Get the Embedding for Each Residues

ESM (like many transformer-based models) uses “special tokens” plus padding so that all sequences in a batch have the same length. Specifically:

  1. Start and End Tokens: For any single sequence of length ( n ), the ESM model prepends a start token and appends an end token. That gives you ( n + 2 ) positions for a single sequence.

  2. Batch Processing Requires Padding: When you process multiple sequences in a single batch, they all get padded (on the right) to match the length of the longest sequence in the batch.

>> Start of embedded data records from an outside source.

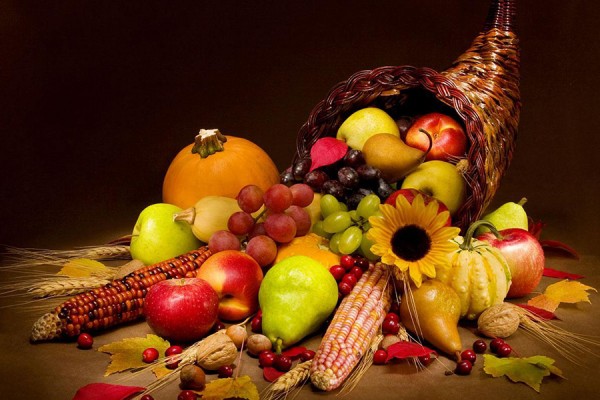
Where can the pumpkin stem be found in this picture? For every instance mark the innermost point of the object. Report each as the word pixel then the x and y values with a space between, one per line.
pixel 208 142
pixel 466 244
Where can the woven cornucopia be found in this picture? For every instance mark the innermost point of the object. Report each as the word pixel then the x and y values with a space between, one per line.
pixel 481 89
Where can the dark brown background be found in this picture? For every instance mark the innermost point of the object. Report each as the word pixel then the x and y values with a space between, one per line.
pixel 97 97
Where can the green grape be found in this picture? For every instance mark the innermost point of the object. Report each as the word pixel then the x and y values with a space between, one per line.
pixel 350 240
pixel 318 229
pixel 337 222
pixel 329 205
pixel 334 243
pixel 365 248
pixel 368 206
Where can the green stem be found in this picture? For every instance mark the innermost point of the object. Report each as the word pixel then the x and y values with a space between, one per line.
pixel 466 245
pixel 208 142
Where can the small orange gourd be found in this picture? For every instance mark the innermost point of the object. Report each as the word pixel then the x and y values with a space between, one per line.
pixel 217 165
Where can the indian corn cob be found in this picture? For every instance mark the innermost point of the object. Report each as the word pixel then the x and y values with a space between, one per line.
pixel 352 329
pixel 119 301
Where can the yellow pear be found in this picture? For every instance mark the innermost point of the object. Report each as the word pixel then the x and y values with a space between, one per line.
pixel 394 158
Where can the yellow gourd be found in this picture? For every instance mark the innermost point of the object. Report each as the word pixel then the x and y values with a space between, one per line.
pixel 478 273
pixel 310 245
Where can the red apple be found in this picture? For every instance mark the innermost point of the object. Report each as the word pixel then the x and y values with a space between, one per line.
pixel 410 195
pixel 236 278
pixel 524 255
pixel 182 310
pixel 449 138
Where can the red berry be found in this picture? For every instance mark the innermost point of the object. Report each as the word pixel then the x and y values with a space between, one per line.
pixel 337 271
pixel 345 288
pixel 283 363
pixel 350 279
pixel 390 327
pixel 85 341
pixel 256 324
pixel 495 344
pixel 347 261
pixel 307 355
pixel 187 395
pixel 468 355
pixel 225 371
pixel 463 367
pixel 266 358
pixel 504 350
pixel 356 271
pixel 392 316
pixel 380 357
pixel 150 355
pixel 479 346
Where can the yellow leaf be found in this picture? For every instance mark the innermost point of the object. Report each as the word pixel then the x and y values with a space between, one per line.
pixel 565 291
pixel 84 268
pixel 226 388
pixel 127 353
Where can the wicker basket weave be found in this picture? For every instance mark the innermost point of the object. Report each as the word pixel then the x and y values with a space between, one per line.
pixel 481 88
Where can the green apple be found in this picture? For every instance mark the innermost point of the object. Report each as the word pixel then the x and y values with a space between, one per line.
pixel 363 124
pixel 439 179
pixel 157 236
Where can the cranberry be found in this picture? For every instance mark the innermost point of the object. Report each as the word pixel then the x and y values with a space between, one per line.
pixel 463 367
pixel 347 261
pixel 479 346
pixel 225 371
pixel 356 271
pixel 504 350
pixel 307 355
pixel 150 355
pixel 495 344
pixel 266 358
pixel 380 357
pixel 337 271
pixel 282 363
pixel 187 395
pixel 390 327
pixel 85 341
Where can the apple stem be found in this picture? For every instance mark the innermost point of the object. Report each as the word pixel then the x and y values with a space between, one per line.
pixel 208 142
pixel 430 141
pixel 466 245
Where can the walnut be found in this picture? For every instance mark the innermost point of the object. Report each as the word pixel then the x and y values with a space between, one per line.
pixel 500 320
pixel 215 351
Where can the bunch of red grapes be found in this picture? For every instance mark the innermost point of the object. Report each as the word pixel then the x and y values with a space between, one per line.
pixel 281 217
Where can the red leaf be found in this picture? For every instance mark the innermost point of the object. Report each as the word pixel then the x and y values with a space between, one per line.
pixel 539 312
pixel 553 273
pixel 556 245
pixel 105 391
pixel 327 151
pixel 294 352
pixel 271 374
pixel 406 349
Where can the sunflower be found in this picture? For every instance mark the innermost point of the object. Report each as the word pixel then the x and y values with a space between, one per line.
pixel 413 237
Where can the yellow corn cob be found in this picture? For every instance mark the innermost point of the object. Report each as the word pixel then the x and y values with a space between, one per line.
pixel 119 301
pixel 352 329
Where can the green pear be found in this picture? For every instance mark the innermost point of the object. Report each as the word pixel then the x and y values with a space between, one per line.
pixel 508 215
pixel 296 296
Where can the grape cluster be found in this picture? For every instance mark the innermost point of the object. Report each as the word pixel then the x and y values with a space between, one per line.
pixel 282 216
pixel 348 180
pixel 346 228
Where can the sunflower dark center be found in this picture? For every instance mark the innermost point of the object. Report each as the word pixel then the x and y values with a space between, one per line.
pixel 411 243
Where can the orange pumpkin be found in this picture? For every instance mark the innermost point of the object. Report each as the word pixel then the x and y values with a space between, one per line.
pixel 216 165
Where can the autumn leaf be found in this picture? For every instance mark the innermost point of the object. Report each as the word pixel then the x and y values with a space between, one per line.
pixel 84 268
pixel 226 388
pixel 127 353
pixel 528 370
pixel 565 291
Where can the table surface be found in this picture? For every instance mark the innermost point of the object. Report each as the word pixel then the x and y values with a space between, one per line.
pixel 57 369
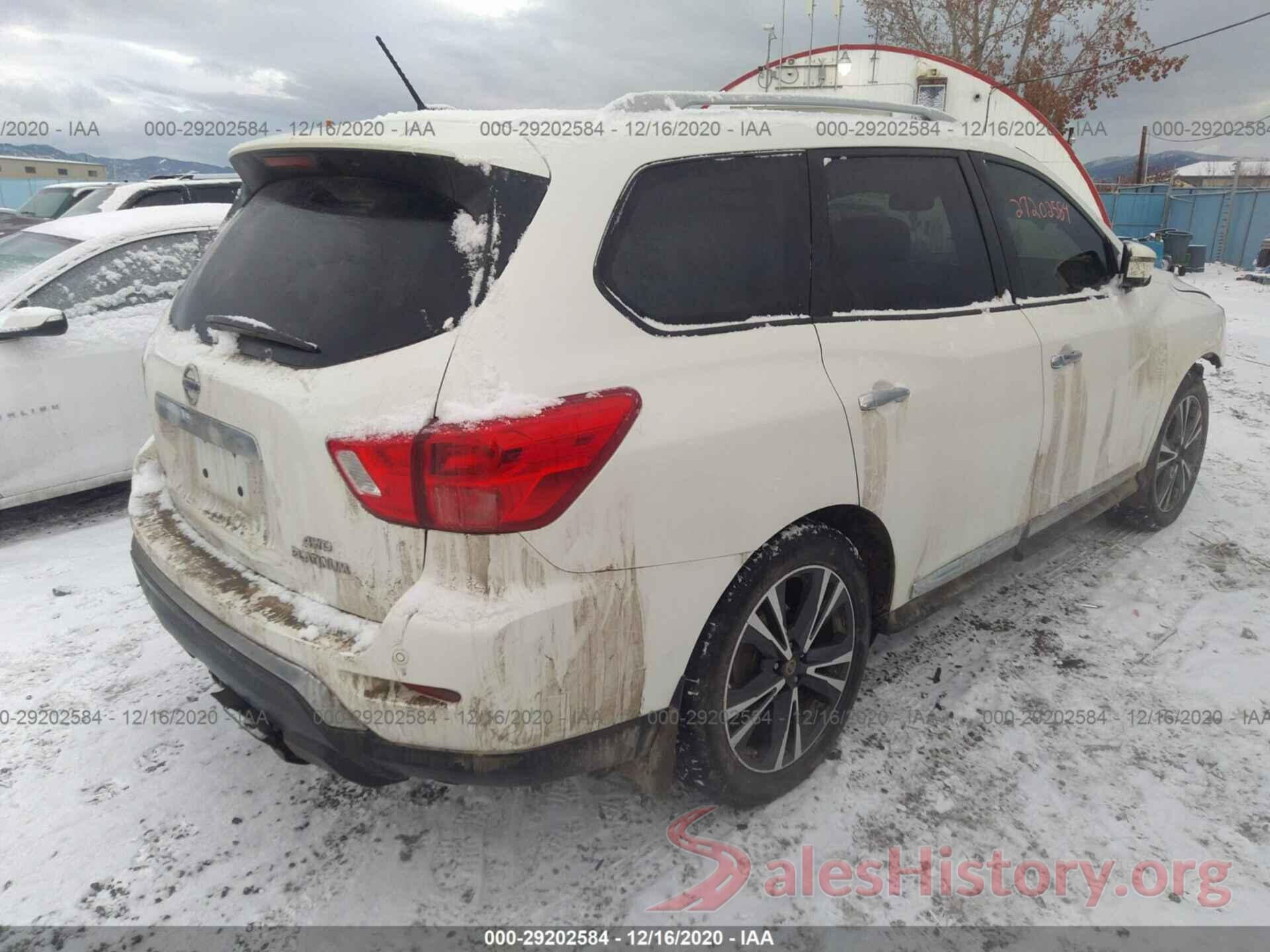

So if the longest sequence has ( n ) residues, all sequences become length ( n + 2 ) (including the special tokens), and shorter sequences get padding tokens to fill in the gap.

Hence, whether a sequence originally has ( k ) residues or ( m ) residues, in a batch whose longest sequence is ( n ) residues, everyone ends up with a vector length of ( n + 2 ). This ensures the entire input tensor in the batch has a uniform shape.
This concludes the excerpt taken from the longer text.